AI-powered CLI for WordLift knowledge graph and SEO workflows.

Project description

worai

Command-line toolkit for WordLift operations and SEO checks. Pronunciation: "waw-RYE"

Docs: https://docs.wordlift.io/worai/

Install

pipx install worai
pip install worai

Full docs: https://docs.wordlift.io/worai/

Runtime dependency note:

wordlift-sdk>=5.0.0,<6.0.0 (installed automatically by pip)
copier (required by worai graph sync create, installed automatically by pip)

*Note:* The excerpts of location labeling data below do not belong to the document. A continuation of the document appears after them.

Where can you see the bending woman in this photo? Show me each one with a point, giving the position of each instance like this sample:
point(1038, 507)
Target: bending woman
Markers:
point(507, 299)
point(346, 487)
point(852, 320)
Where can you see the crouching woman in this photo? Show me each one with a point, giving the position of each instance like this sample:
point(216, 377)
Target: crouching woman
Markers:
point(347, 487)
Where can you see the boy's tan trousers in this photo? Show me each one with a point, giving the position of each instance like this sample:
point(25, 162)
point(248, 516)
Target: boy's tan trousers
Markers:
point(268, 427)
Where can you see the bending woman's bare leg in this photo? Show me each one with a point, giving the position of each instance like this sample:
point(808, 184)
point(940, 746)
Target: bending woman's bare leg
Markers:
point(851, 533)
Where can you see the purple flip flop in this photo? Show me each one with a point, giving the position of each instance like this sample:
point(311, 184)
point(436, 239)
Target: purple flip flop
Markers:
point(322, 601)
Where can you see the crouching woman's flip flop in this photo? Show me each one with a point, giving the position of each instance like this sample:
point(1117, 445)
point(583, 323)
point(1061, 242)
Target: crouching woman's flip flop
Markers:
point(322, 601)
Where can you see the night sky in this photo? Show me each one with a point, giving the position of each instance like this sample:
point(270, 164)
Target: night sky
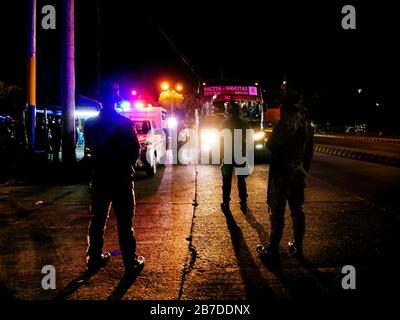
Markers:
point(251, 40)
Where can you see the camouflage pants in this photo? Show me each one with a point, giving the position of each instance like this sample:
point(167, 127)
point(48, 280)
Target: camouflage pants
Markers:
point(227, 173)
point(284, 190)
point(120, 194)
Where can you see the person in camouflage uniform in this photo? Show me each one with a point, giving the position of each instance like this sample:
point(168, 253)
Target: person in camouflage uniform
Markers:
point(291, 148)
point(112, 148)
point(228, 165)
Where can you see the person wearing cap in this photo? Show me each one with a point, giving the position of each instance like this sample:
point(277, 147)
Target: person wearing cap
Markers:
point(290, 148)
point(112, 148)
point(234, 122)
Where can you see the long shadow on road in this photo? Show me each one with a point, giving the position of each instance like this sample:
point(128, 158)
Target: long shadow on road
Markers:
point(255, 286)
point(74, 285)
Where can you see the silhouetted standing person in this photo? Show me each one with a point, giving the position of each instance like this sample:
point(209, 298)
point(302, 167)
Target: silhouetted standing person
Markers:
point(113, 148)
point(229, 165)
point(56, 136)
point(291, 149)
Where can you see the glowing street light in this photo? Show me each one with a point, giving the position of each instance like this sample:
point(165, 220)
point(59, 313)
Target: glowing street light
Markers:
point(164, 86)
point(179, 87)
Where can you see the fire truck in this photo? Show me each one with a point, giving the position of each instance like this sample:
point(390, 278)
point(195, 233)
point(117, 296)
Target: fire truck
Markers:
point(215, 100)
point(151, 125)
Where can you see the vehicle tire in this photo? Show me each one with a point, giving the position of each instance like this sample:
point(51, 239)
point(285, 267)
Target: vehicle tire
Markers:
point(152, 168)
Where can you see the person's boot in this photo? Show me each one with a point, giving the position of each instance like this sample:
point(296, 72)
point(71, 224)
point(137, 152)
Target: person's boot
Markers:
point(295, 249)
point(225, 206)
point(132, 271)
point(267, 254)
point(243, 206)
point(94, 264)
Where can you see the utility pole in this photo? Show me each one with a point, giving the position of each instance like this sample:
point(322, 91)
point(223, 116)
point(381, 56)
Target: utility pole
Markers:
point(32, 76)
point(68, 83)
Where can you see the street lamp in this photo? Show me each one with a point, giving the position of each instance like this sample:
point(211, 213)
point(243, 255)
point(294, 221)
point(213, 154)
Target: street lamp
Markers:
point(164, 86)
point(179, 87)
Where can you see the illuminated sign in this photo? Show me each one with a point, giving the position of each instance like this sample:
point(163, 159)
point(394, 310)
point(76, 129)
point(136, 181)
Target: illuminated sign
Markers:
point(230, 90)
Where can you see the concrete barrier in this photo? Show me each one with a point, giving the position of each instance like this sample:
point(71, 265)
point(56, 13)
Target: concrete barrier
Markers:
point(358, 138)
point(358, 155)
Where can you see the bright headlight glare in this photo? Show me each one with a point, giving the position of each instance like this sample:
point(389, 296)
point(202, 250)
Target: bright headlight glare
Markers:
point(209, 137)
point(259, 135)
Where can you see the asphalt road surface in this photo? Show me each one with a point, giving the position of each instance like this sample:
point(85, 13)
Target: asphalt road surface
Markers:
point(196, 252)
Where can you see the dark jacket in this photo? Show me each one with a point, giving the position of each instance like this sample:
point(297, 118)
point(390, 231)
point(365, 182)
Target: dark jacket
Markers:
point(232, 123)
point(291, 144)
point(111, 144)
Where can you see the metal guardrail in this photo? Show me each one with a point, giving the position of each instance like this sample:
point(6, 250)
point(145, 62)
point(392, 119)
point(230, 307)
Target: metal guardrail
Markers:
point(358, 155)
point(358, 138)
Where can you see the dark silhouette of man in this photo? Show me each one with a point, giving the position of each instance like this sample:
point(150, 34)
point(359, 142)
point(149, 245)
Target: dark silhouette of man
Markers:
point(112, 148)
point(228, 165)
point(291, 149)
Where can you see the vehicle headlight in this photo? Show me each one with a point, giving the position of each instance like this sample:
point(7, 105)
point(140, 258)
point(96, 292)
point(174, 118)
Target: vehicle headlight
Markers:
point(209, 136)
point(259, 135)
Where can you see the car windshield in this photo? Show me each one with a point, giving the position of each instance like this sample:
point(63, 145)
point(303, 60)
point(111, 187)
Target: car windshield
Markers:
point(142, 127)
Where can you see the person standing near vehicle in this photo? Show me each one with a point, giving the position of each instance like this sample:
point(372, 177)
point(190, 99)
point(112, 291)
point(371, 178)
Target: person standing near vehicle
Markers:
point(291, 149)
point(229, 165)
point(112, 147)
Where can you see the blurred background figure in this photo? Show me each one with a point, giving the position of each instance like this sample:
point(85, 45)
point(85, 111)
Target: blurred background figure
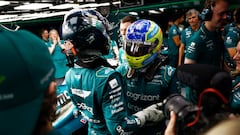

If you plan to run seocheck, install Playwright browsers:

playwright install chromium

Quick Start

worai --help
worai seocheck https://example.com/sitemap.xml
worai google-search-console --site sc-domain:example.com --client-secrets ./client_secrets.json
worai <command> --help

Configuration

Config file (TOML) discovery order:

--config
WORAI_CONFIG
./worai.toml
~/.config/worai/config.toml
~/.worai.toml

Profiles:

[profile.<name>] with --profile or WORAI_PROFILE

Common keys:

wordlift.api_key
gsc.id
gsc.client_secrets
ga.id
ga.client_secrets
oauth.token (shared token for GSC + GA)
postprocessor_runtime (graph sync runtime: subprocess or persistent; profile override supported)
ingest.source (auto|urls|sitemap|sheets|local)
ingest.loader (auto|simple|proxy|playwright|premium_scraper|web_scrape_api|passthrough)
ingest.passthrough_when_html (default: true)

Supported environment variables:

WORAI_CONFIG — path to a config TOML file (overrides discovery order).
WORAI_PROFILE — profile name under [profile.<name>].
WORAI_LOG_LEVEL — default log level (debug|info|warning|error).
WORAI_LOG_FORMAT — default log format (text|json).
WORDLIFT_KEY — WordLift API key for entity operations.
WORDLIFT_API_KEY — alternate WordLift API key name (also accepted by some commands).
GSC_CLIENT_SECRETS — path to OAuth client secrets JSON for GSC.
GSC_ID — GSC property URL.
OAUTH_TOKEN — path to store the shared OAuth token (GSC + GA).
GSC_OUTPUT — default output CSV path for GSC export.
GA_ID — GA4 property ID for Analytics sections.
GA_CLIENT_SECRETS — path to OAuth client secrets JSON for GA4.
GSC_TOKEN / GA_TOKEN — legacy aliases for OAUTH_TOKEN (must point to the same file if used).
WORAI_DISABLE_UPDATE_CHECK — set to 1|true|yes|on to disable startup update checks.

.env support:

worai loads .env from the current working directory (and parent lookup) at startup.
values from .env are treated as environment variables.
existing environment variables take precedence over .env values.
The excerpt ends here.